The page header from the server should decode as per: *Content-Type: text/html; charset=iso-8859-1*
However, one line uses \x96 which isn't defined in iso-8859-1. Therefore we use the similar decoding standard cp1252, which is very similar but includes #x96. The character in question was had an Irish foda on a level 8 course

Create a string var,*now*. this is use in file names of back up copies of CAO points.

In [2]:
# Get the current date and time.

now = dt.datetime.now()

# Format as a string.
#global as used in functions
global nowstr
nowstr = now.strftime('%Y%m%d_%H%M%S')



###### Compile the regular expression so it is not compiled at each interation of the loop reading the webpage

###### Explanation of the regualar expression [4][5]:
('[A-Z]{2}[0-9]{3} (.*)([0-9]{3}))</span>

[A-Z]{2}        Any two upper case aphanumberic

[0-9]{3}        Any three digits 0-9

'  '            Two spaces

(.*)([0-9]{3})   Any amount of text before 3 numeric characters


    </font>

In [3]:
#set reg ex
re_courses = re.compile('[A-Z]{2}[0-9]{3} (.*)') #[4]




In [4]:
#Function to get HEI name from course code. using a switcher dict as
#oppose to messy if/else block
#https://www.upgrad.com/blog/how-to-implement-switch-case-functions-in-python/
def getHEI(cc):
    switcher = {'AC' : 'American College',
    'AD' : 'National College of Art and Design',
    'AL' : 'Athlone Institute of Technology',
    'AS' : 'St.

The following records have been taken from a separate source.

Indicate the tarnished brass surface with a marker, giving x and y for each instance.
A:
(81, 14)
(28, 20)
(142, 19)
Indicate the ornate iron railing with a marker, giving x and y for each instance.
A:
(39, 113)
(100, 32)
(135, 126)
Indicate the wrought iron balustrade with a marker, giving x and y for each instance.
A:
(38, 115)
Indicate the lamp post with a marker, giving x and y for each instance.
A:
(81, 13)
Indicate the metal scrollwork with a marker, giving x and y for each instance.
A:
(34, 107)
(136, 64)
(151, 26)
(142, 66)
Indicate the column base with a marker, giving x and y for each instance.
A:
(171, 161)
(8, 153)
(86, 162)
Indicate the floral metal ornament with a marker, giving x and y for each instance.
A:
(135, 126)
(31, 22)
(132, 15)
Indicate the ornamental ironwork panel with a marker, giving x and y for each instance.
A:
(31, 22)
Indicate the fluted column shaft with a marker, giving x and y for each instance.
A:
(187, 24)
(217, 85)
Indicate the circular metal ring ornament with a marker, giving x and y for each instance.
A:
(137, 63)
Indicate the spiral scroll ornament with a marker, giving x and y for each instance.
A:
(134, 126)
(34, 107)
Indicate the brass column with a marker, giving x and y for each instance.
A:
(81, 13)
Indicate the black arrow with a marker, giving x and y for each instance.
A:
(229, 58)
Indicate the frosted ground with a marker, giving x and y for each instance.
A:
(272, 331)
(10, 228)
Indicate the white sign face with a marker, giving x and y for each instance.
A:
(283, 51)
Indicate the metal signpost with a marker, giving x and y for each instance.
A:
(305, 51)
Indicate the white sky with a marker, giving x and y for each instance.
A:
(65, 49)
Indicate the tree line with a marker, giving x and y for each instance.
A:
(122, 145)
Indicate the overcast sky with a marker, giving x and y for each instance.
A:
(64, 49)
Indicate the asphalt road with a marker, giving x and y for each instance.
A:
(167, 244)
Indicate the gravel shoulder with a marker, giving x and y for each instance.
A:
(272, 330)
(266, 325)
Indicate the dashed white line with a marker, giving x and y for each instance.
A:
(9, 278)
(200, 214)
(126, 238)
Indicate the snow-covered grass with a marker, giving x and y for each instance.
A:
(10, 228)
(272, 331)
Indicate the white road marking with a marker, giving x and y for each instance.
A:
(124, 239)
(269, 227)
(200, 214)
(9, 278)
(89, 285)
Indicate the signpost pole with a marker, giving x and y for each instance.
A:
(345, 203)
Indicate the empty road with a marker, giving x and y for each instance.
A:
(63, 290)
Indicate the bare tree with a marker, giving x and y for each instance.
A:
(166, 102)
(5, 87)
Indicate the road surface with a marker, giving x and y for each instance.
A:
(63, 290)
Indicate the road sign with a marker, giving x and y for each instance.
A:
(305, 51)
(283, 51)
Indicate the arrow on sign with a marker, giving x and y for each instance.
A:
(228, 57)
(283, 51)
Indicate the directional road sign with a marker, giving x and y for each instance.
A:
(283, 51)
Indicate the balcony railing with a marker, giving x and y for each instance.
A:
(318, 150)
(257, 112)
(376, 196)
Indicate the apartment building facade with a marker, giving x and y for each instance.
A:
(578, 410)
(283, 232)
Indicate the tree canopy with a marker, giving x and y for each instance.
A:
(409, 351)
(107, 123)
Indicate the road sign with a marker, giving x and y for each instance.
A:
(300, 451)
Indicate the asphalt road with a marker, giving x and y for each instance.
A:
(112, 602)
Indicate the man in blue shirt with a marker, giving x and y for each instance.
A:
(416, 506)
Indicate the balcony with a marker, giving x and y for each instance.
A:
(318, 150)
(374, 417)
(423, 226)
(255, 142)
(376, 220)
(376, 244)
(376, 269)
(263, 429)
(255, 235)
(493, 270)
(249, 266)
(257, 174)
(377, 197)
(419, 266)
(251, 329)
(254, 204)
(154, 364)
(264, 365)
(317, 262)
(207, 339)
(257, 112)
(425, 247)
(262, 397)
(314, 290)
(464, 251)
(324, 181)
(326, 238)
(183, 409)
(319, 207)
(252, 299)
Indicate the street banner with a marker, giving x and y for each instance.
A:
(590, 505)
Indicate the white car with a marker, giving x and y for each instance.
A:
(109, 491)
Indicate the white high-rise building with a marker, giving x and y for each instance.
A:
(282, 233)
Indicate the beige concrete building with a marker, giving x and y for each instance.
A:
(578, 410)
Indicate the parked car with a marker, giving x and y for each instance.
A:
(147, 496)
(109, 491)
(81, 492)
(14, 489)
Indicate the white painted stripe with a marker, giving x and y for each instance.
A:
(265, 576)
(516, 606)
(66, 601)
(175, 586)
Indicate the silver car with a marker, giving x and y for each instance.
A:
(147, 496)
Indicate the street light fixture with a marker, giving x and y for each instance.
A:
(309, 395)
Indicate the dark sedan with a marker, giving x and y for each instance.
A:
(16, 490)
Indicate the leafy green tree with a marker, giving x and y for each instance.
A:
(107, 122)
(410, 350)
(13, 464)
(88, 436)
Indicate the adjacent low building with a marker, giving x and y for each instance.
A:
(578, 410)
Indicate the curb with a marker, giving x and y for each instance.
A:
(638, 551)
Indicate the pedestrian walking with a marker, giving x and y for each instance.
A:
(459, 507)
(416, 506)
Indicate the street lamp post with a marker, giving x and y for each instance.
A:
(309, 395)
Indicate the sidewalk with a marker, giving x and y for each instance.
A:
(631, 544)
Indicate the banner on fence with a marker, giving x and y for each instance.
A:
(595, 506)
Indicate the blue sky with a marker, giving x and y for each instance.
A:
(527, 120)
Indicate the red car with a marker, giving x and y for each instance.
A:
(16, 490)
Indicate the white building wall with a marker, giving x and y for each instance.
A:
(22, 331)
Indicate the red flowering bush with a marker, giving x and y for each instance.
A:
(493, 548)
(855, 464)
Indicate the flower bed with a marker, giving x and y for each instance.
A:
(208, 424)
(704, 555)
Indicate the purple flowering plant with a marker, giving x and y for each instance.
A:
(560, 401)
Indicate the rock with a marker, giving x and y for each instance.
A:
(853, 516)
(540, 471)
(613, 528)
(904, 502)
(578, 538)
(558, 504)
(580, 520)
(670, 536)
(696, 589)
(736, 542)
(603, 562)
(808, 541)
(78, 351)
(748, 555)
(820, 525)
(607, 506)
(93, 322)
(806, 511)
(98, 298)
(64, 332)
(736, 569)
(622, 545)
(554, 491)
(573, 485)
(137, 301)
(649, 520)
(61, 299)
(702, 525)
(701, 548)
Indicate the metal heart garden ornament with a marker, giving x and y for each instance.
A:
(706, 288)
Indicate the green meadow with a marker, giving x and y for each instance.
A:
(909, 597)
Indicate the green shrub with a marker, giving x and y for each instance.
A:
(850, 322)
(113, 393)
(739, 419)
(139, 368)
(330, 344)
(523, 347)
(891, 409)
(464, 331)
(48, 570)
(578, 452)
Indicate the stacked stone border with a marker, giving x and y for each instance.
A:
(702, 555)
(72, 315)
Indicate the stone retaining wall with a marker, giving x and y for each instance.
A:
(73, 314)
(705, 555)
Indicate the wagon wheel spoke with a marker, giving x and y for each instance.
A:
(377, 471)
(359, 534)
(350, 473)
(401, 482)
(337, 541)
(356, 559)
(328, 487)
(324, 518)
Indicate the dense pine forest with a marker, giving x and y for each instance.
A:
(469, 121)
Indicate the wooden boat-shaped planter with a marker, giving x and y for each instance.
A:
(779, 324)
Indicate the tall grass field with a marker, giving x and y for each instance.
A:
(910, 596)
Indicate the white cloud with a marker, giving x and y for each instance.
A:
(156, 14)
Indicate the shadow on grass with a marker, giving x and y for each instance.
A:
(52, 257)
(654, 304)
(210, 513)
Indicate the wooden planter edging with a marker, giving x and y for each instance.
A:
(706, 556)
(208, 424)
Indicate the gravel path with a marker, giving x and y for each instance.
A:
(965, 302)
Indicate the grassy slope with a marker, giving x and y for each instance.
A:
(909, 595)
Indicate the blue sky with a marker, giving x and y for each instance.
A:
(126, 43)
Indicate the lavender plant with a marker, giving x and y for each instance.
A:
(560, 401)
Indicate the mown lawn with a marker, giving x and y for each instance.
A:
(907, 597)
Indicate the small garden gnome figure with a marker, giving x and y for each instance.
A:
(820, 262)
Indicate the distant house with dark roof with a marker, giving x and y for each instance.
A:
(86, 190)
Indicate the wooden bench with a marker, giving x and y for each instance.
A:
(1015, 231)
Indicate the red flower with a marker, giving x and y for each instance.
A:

Angela`s College',
    'CI' : 'Irish College of Humanities & Applied Sciences',
    'BY' : 'IBAT College Dublin',
    'CK' : 'University College Cork (NUI)',
    'CM' : 'Marino Institute of Education',
    'CR' : 'Cork Institute of Technology',
    'CT' : 'CCT College Dublin',
    'CW' : 'Institute of Technology Carlow',
    'DB' : 'Dublin Business School',
    'DC' : 'Dublin City University',
    'DK' : 'Dundalk Institute of Technology',
    'DL' : 'Dun Laoghaire Institute of Art Design and Technology',
    'DN' : 'University College Dublin (NUI)',
    'DS' : 'Dorset College',
    'GA' : 'Galway-Mayo Institute of Technology',
    'GB' : 'Galway Business School',
    'GC' : 'Griffith College',
    'GY' : 'National University of Ireland Galway',
    'ID' : 'ICD Business School',
    'LC' : 'Limerick Institute of Technology',
    'LM' : 'University of Limerick',
    'LY' : 'Letterkenny Institute of Technology',
    'MH' : 'Maynooth University',
    'MI' : 'Mary Immaculate College',
    'MU' : 'Pontifical University St Patricks College',
    'NC' : 'National College of Ireland (NCI)',
    'NM' : 'St Nicholas Montessori College Ireland',
    'PC' : 'Carlow College St. Patricks',
    'RC' : 'RCSI University of Medicine & Health Sciences',
    'SG' : 'Institute of Technology Sligo',
    'TL' : 'Institute of Technology Tralee',
    'TR' : 'Trinity College Dublin',
    'TU' : 'Technological University Dublin',
    'WD' : 'Waterford Institute of Technology'
    }

    cc = cc[:2]
    return  switcher.get(cc)

#print(HEI('WD123123'))


In [5]:
#helper
def points_to_arr(s):
    AQA=''
    portfolio =''
    points=''
    random = ''
    #check 1st char for #
    #print(s)
    if s[0]=='#':
        portfolio='#'# add to var
    random = ''
    #check final char for  *
    if s[-1] == '*':
        random ='*'
    points=''
    
    if s.find("AQA") ==-1: #not AQA
        #strip ~ and * from start and end of s
        for i in s:
            if i.isdigit():
                #concat points string
                points = points + i
    else:
        AQA ="AQA" #return AQA as separate val as it will be separate column
        #return
    return [points, portfolio, random,AQA]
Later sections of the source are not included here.